# Probability density ratio estimation with the Loss for Log-Likelihood Ratio (LLLR)
Below we test whether the proposed Loss for Log-Likelihood Ratio Loss (LLLR) can help a neural network estimating the true probability density ratio. Providing the ground-truth probability density ratio was difficult in the original paper because it was prohibitive to find the true probability distribution out of the public databases containing real-world scenes. Thus, we create a toy-model estimating the probability density ratio of the two multivariate Gaussian distributions. Experimental results show that a multi-layer perceptron (MLP) trained with the proposed LLLR achieves smaller estimation error than an MLP with crossentropy (CE)-loss.

## Experimental Settings
Following Sugiyama et al. 2008 [1], let $p_0(x)$ be the $d$-dimensional Gaussian density with mean $(2, 0, 0, ..., 0)$ and covariance identity, and $p_1(x)$ be the $d$-dimensional Gaussian density with mean $(0, 2, 0, ..., 0)$ and covariance identity. 

The task for the neural network is to estimate the density ratio:

\begin{equation}
\hat{r}(x_i) = \frac{\hat{p}_1(x_i)}{\hat{p}_0(x_i)}.
\end{equation}

Here, $x$ is sampled from one of the two Gaussian distributions, $p_0$ or $p_1$, and is associated with class label $y=0$ or $y=1$, respectively. We compared the two loss functions, CE-loss and LLLR:

\begin{equation}
\mathrm{LLLR}:= \frac{1}{N}\sum_{i=1}^{N}
\left|
    y - \sigma\left(\log\hat{r_i}\right)
\right|
\end{equation}

where $\sigma$ is the sigmoid function.

A simple Neural network consists of 3-layer fully-connected network with nonlinear activation (ReLU) is used for estimating $\hat{r}(x)$.  

Evaluation metric is normalized mean squared error (NMSE, [1]):

\begin{equation}
\mathrm{NMSE}:= \frac{1}{N}\sum_{i=1}^{N}
\left(
    \frac{\hat{r_j}}{\sum_{j=1}^{N}\hat{r_j}} -
    \frac{r_i}{\sum_{j=1}^{N}r_j}
\right)
\end{equation}


## Tested Environment
- Python 3.5
- tensorflow 2.0.0
- CUDA 10.0
- cuDNN 7.6.4.38

## Tutorial 
- To train the MLP, use train_MLP.py. To change parameters including weights for the LLLE and CE-loss, modify .yaml files under the config folder.  
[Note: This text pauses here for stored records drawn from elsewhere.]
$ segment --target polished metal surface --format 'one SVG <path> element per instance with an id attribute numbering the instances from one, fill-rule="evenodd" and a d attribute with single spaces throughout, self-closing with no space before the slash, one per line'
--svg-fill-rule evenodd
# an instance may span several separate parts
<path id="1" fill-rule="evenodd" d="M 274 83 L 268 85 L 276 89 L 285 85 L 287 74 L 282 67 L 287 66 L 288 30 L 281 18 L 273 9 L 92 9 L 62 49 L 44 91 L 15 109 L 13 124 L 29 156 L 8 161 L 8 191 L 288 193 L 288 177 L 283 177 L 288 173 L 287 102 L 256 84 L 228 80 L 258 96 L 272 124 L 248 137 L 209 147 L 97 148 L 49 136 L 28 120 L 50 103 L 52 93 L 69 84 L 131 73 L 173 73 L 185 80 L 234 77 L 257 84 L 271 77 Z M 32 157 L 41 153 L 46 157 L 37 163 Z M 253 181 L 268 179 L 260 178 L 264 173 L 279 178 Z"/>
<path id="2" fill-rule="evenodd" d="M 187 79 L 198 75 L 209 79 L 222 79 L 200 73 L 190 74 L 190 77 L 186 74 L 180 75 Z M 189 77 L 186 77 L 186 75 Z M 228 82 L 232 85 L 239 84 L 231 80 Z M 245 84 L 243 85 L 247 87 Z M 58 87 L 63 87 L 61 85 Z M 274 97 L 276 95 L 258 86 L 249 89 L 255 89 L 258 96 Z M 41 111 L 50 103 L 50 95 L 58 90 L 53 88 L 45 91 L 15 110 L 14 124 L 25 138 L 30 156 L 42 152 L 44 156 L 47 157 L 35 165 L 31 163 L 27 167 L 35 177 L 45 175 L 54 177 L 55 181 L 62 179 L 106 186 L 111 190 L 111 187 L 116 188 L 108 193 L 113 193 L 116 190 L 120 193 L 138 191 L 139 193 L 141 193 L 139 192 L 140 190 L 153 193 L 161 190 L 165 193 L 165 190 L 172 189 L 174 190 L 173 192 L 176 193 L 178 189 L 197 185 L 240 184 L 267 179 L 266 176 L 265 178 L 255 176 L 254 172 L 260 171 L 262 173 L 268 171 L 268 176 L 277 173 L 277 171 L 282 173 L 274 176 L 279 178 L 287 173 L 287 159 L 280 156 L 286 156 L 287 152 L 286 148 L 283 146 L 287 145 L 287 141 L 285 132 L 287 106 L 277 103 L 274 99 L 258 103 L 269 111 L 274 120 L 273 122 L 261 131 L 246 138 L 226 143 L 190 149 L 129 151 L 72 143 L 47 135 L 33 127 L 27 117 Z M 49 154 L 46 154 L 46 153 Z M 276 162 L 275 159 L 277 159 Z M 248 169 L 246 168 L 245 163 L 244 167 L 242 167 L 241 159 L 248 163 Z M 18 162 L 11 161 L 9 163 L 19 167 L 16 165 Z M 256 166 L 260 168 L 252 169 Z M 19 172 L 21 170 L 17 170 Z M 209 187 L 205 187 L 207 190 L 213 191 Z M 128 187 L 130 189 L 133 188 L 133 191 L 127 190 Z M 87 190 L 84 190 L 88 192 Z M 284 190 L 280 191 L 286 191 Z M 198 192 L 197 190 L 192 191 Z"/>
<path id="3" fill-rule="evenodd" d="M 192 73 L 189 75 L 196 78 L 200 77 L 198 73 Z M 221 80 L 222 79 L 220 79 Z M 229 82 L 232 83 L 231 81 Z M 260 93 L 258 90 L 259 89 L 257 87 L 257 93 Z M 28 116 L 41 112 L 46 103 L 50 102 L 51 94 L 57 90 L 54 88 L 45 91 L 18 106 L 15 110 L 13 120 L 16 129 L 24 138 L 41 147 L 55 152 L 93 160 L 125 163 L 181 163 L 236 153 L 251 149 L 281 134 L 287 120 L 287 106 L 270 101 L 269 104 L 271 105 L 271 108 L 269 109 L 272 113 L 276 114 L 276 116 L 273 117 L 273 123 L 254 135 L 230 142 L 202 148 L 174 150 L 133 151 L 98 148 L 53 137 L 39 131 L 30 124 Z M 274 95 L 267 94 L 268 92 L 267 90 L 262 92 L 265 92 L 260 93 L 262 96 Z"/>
- To visualize the example results, use example_results/plot_example_runs.ipynb. Also see the plot below.

## Example Results
The MLP was trained either with the LLLR or CE-loss, repeated 56 times with different random initial vairables. The plot below shows the mean NMSE with the shading shows standard error of the mean.
![CEvsLLLR](./example_results/LLLRvsCE_NMSE.png)

## Reference
[1] Sugiyama, M.; Suzuki, T.; Nakajima, S.; Kashima, H.; von Bünau, P.; Kawanabe, M. Direct Importance Estimation for Covariate Shift Adaptation. Ann Inst Stat Math 2008, 60 (4), 699–746.